Critics of the 66-year-old see him as an unelectable liability who will struggle to reach beyond the left and win support in the middle ground, where elections are won and lost. Corbyn’s supporters see it differently, arguing his success could revise basic assumptions about the electorate.

Disillusioned

“This country has become effectively a one-party system. Blair’s Labour is almost like a pseudo-Tory party,” says Rivas. “How do we know that all those people who don’t vote don’t vote because they are disillusioned with the Labour Party?”

Nicky Adams, wearing a red Corbyn sticker on her forehead, says the result marks the end of Blairism, leaving its centrist programme “dead and buried” as a political project.

“I think the Tories are going to get a big run for their money, because now, what Jeremy Corbyn’s campaign showed is that there is a massive groundswell of people who do feel strongly about a whole set of crucial issues, starting with austerity and resentment that people are being made to pay for a crisis that was not of our making.”

For Labour's centrists, Saturday's result was a painful defeat.

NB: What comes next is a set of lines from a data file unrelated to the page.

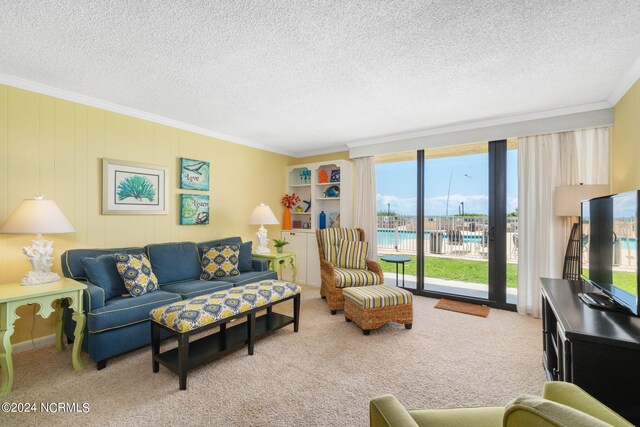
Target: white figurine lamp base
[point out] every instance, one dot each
(41, 258)
(262, 241)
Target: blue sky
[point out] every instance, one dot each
(469, 175)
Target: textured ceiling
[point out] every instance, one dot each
(300, 77)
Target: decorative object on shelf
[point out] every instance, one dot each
(334, 219)
(333, 191)
(194, 209)
(262, 215)
(133, 188)
(280, 244)
(37, 216)
(194, 174)
(323, 220)
(567, 203)
(305, 176)
(289, 201)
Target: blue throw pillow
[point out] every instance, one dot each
(246, 262)
(102, 271)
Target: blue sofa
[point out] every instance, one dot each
(117, 324)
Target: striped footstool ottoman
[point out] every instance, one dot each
(373, 306)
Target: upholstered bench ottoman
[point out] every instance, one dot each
(373, 306)
(188, 317)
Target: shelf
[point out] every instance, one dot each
(212, 347)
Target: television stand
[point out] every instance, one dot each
(598, 350)
(598, 300)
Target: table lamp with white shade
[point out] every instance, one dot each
(38, 216)
(262, 215)
(566, 202)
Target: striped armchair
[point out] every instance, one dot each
(337, 259)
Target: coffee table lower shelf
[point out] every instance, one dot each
(189, 355)
(214, 346)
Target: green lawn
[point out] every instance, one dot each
(454, 269)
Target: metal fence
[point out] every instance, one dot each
(450, 236)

Mike Harris, a Labour councillor from Lewisham in southeast London, says he feels "totally dejected" by Corbyn's victory and sees it has having fundamentally changed the party he joined.

"A number of people, myself included, have gone from being where the political centre of the party was to being marginalised figures," says Harris, who supported Liz Kendall in the leadership election.

Legitimacy

He says the scale of Corbyn’s win will make it “extremely difficult” for Labour moderates to “have any legitimacy in pushing back against Corbyn”.

And yet he cannot imagine the veteran MP will still be Labour leader in 2020.

“It’s impossible to conceive that Jeremy Corbyn will be put in front of the British electorate in 2020 and that we’ll be saying: this should be your prime minister.”